Observation 3: Data refreshes can be optimized across multiple 
COMIQs. Among various queries executing at a DA, a data item 
may be involved in more than one COMIQ. Thus when a data 
item is refreshed for one COMIQ, it can be used for other queries 
that involve the refreshed data item. This can be used to postpone 
the pulls of other data needed by these queries. Intuitively, if a 
data item affects more COMIQs, it should be given priority when 
decisions are made as to which data items to pull. 


1.3.2 Overview of Solution 
First we list the sub-problems that need to be solved. 


(a) For answering COMIQs at a DA, data items involved in 
queries are required to be pulled. When should we pull a data 
item so that user specified coherency and fidelity requirements are 
satisfied with minimum number of pulls? Data items are pulled 
when it is estimated that one or more queries have violated their 
incoherency bounds. To estimate the results of a query, we need 
to estimate the current values for the data items involved in the 
query. We give a procedure to track the dynamics of data so that 
we can predict the data values. 


(b) User requirements are query specific so we need not pull all 
the data items involved in a query. How can we identify the subset 
of data items to be pulled? In our scheme only those data items 
are pulled whose up-to-date values are deemed to be needed to 
handle the incoherency bound violation of the queries. 

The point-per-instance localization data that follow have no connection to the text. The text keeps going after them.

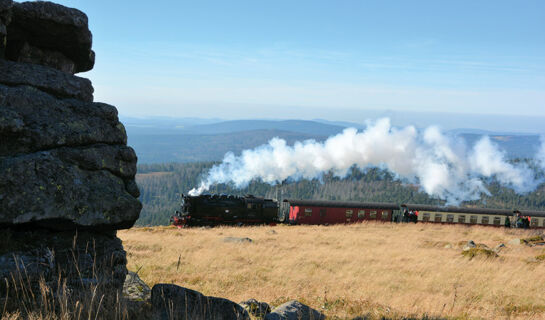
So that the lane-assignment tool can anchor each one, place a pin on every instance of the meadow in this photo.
(345, 271)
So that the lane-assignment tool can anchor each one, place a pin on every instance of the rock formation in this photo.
(66, 174)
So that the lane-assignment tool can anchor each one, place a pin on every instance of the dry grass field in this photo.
(373, 269)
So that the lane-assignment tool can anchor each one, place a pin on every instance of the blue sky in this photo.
(309, 59)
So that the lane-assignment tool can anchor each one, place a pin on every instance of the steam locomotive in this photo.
(211, 210)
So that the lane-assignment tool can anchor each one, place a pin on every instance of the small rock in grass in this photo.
(237, 239)
(256, 308)
(294, 310)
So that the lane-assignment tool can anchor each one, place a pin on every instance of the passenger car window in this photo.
(361, 214)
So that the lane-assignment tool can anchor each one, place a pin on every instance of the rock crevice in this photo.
(66, 173)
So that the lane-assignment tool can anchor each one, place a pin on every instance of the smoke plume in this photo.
(540, 157)
(442, 166)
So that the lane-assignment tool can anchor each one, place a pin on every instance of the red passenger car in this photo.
(333, 212)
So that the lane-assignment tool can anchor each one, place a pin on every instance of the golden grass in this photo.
(345, 271)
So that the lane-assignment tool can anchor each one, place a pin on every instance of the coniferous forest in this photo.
(162, 184)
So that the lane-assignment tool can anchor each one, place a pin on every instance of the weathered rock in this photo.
(49, 80)
(5, 5)
(256, 308)
(294, 310)
(53, 28)
(31, 120)
(174, 302)
(62, 195)
(44, 57)
(136, 289)
(79, 259)
(237, 240)
(5, 18)
(3, 38)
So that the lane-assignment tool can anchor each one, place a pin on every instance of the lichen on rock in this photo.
(67, 176)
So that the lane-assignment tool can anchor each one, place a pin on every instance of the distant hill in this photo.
(299, 126)
(515, 146)
(159, 140)
(153, 148)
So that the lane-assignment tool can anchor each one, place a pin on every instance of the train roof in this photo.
(342, 204)
(425, 207)
(532, 213)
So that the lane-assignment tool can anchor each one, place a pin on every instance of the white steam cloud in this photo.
(540, 157)
(443, 167)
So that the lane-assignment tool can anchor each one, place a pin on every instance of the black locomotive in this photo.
(211, 210)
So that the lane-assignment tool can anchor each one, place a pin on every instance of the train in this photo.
(212, 210)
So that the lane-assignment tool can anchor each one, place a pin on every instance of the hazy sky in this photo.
(309, 59)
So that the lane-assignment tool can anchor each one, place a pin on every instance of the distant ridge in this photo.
(300, 126)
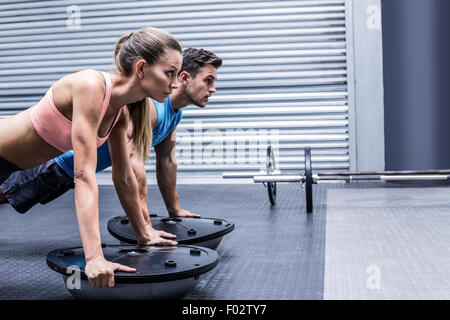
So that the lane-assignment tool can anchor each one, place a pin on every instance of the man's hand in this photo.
(183, 213)
(156, 236)
(100, 272)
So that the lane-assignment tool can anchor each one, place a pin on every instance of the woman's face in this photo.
(161, 78)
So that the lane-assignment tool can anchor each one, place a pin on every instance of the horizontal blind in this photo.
(283, 81)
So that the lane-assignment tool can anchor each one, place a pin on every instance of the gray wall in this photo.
(417, 93)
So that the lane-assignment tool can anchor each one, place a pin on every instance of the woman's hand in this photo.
(100, 272)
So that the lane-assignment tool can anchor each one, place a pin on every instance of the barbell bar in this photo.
(307, 179)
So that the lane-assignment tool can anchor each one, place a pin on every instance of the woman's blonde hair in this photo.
(148, 44)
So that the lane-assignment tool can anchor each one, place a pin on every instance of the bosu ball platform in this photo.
(204, 232)
(162, 272)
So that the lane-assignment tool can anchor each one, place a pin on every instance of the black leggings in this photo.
(6, 169)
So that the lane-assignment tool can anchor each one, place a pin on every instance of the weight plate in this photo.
(270, 167)
(162, 272)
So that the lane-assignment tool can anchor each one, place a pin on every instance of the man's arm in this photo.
(166, 175)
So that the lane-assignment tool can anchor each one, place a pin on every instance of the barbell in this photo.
(307, 178)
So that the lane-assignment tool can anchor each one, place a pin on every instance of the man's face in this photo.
(202, 86)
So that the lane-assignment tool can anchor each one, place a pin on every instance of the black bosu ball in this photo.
(204, 232)
(162, 272)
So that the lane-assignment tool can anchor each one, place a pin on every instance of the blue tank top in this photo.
(167, 121)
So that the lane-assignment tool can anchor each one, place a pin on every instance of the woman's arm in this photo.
(87, 102)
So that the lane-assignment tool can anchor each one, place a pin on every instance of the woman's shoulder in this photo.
(88, 78)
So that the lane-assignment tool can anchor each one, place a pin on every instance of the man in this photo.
(197, 76)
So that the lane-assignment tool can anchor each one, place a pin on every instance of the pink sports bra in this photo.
(55, 129)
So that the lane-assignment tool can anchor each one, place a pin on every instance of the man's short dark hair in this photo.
(194, 59)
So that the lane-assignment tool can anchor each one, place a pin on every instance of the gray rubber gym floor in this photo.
(363, 241)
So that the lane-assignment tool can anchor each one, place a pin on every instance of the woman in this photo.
(80, 111)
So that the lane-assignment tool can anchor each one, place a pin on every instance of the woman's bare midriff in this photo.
(21, 145)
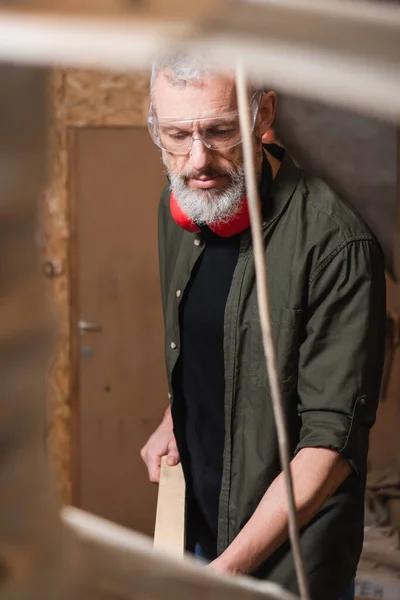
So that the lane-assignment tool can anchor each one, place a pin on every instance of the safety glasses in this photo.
(217, 133)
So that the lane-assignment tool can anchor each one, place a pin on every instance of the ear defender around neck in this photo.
(240, 222)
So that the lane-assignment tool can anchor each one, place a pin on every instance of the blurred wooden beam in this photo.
(342, 53)
(144, 9)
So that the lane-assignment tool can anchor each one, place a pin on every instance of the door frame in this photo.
(78, 99)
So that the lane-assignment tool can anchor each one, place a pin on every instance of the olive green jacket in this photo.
(327, 296)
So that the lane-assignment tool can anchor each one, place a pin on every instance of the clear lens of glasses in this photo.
(217, 133)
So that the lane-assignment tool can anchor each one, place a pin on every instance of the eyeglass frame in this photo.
(152, 118)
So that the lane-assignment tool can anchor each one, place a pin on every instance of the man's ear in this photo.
(266, 113)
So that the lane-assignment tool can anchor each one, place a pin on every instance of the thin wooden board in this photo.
(169, 531)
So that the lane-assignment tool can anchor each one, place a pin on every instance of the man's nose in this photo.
(200, 156)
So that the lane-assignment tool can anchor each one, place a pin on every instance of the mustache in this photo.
(209, 172)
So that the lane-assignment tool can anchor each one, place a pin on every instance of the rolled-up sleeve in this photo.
(341, 356)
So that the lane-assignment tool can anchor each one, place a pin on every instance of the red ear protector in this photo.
(239, 223)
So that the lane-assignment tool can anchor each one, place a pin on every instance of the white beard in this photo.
(210, 206)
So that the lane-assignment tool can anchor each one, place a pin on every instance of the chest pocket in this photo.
(286, 327)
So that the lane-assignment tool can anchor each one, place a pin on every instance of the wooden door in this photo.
(117, 178)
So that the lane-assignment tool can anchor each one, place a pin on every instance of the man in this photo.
(327, 295)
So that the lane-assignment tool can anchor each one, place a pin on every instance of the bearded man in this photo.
(327, 296)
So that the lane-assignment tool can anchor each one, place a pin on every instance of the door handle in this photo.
(86, 326)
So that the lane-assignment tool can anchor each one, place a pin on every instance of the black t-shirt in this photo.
(199, 377)
(202, 381)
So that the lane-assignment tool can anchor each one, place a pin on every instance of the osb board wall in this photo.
(78, 99)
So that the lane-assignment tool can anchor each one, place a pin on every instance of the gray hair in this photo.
(187, 68)
(183, 69)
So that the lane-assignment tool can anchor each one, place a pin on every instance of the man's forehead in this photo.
(209, 97)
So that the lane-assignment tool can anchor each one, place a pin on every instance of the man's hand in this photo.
(161, 443)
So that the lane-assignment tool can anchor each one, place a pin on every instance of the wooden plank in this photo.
(169, 531)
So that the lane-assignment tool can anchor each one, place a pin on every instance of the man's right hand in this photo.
(161, 443)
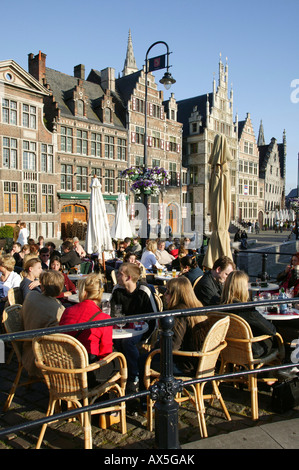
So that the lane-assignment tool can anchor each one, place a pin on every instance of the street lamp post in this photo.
(166, 422)
(167, 80)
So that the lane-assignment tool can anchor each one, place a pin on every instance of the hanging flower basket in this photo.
(148, 182)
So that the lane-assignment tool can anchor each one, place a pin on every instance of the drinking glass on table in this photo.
(119, 314)
(265, 296)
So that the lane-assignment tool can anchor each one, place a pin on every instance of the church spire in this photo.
(261, 138)
(130, 62)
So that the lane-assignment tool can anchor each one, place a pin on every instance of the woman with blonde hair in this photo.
(97, 341)
(148, 258)
(235, 290)
(8, 278)
(189, 332)
(31, 273)
(41, 310)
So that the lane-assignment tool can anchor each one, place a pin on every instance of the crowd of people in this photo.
(46, 288)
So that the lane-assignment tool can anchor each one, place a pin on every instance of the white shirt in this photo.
(13, 280)
(23, 236)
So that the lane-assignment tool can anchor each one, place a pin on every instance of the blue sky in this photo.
(259, 38)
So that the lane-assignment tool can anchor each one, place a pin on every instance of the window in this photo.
(121, 149)
(139, 105)
(29, 116)
(9, 153)
(66, 177)
(10, 197)
(156, 111)
(30, 198)
(66, 139)
(173, 181)
(95, 144)
(47, 158)
(172, 144)
(47, 198)
(82, 142)
(109, 147)
(121, 184)
(193, 147)
(139, 135)
(156, 139)
(139, 161)
(109, 181)
(29, 155)
(81, 178)
(248, 147)
(9, 112)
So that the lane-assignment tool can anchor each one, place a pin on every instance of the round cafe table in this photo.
(255, 290)
(129, 332)
(75, 297)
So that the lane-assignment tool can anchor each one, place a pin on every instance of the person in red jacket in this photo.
(69, 287)
(97, 341)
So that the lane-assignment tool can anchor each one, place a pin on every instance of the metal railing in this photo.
(165, 390)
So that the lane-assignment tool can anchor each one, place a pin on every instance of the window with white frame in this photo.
(9, 159)
(29, 116)
(9, 111)
(47, 158)
(66, 177)
(109, 181)
(29, 155)
(30, 198)
(81, 142)
(121, 149)
(47, 198)
(10, 197)
(109, 147)
(81, 178)
(66, 139)
(95, 146)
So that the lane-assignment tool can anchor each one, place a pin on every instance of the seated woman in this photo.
(190, 268)
(8, 278)
(41, 310)
(132, 258)
(97, 341)
(288, 278)
(148, 258)
(31, 273)
(235, 290)
(188, 332)
(69, 287)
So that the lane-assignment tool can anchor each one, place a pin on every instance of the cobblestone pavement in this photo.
(31, 404)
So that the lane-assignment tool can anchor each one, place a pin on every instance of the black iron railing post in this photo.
(164, 392)
(264, 275)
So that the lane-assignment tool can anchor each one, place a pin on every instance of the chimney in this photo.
(37, 66)
(108, 79)
(79, 71)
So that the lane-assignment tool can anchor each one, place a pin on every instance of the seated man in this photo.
(209, 289)
(135, 299)
(44, 256)
(163, 256)
(69, 257)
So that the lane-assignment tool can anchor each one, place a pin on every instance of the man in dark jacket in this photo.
(209, 288)
(135, 299)
(69, 257)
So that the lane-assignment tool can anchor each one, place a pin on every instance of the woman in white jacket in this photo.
(23, 234)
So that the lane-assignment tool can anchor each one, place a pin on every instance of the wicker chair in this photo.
(113, 277)
(63, 361)
(12, 321)
(214, 343)
(15, 296)
(238, 353)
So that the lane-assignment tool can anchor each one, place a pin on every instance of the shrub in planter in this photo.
(6, 231)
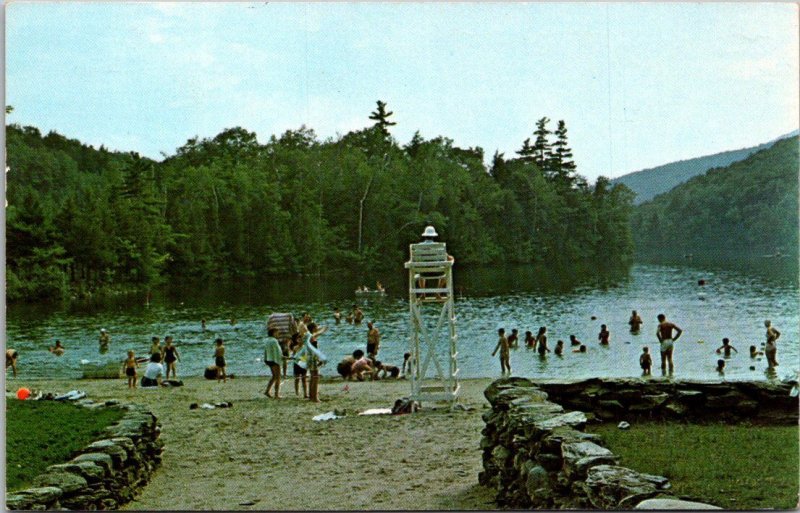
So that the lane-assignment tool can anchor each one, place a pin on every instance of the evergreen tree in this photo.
(560, 165)
(541, 147)
(381, 118)
(527, 152)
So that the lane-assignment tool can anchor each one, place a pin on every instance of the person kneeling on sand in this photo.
(153, 372)
(361, 366)
(391, 370)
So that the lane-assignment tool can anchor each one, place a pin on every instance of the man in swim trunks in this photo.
(770, 349)
(219, 360)
(11, 360)
(665, 339)
(373, 340)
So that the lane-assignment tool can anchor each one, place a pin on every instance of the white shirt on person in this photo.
(153, 370)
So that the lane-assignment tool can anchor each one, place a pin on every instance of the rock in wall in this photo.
(105, 475)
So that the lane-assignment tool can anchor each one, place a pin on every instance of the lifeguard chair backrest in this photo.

(c) Since the previous two decisions are based on estimates, how 
can a user specified fidelity be delivered? Given the dynamic 
nature of data, and the fact that we are using a pull based 
mechanism based on data prediction, it is necessary to be adaptive 
in the decision making. We use a feedback based mechanism for 
achieving client specified fidelity. 


Based on the observations and issues outlined above, we solve the 
problem of answering COMIQs efficiently at a DA using an 
approach whose ingredients are: 


e The dynamics of the data is modeled using a Markov 
chain based method. As per observation 1, data values 
display trends which can be used to estimate changes in 
the data item values in a given time interval. We predict 
drift in data values using Markov chains. For estimating 
the effects of external factors, which are not captured by 
the Markov chain, we add a diffusion component to the 
drift component. 


These estimated data values are used for estimating the 
query results. The query result estimates are used for 
deciding when to pull specific data items so that user 
specified incoherency and fidelity requirements are met. 
Details are provided in Section 2. 


° Decision about which data items to refresh are taken 
after considering the impact of estimated data values on 
query coherency. We selectively refresh data items so 
that the number of refreshes can be minimized. We 
show that an optimal selection of data items to refresh is 


NP-hard and hence develop heuristics which are shown 
through experiments to be very effective. We compare 
the performance of our heuristics among themselves and 
with a baseline. Details are in Section 3. 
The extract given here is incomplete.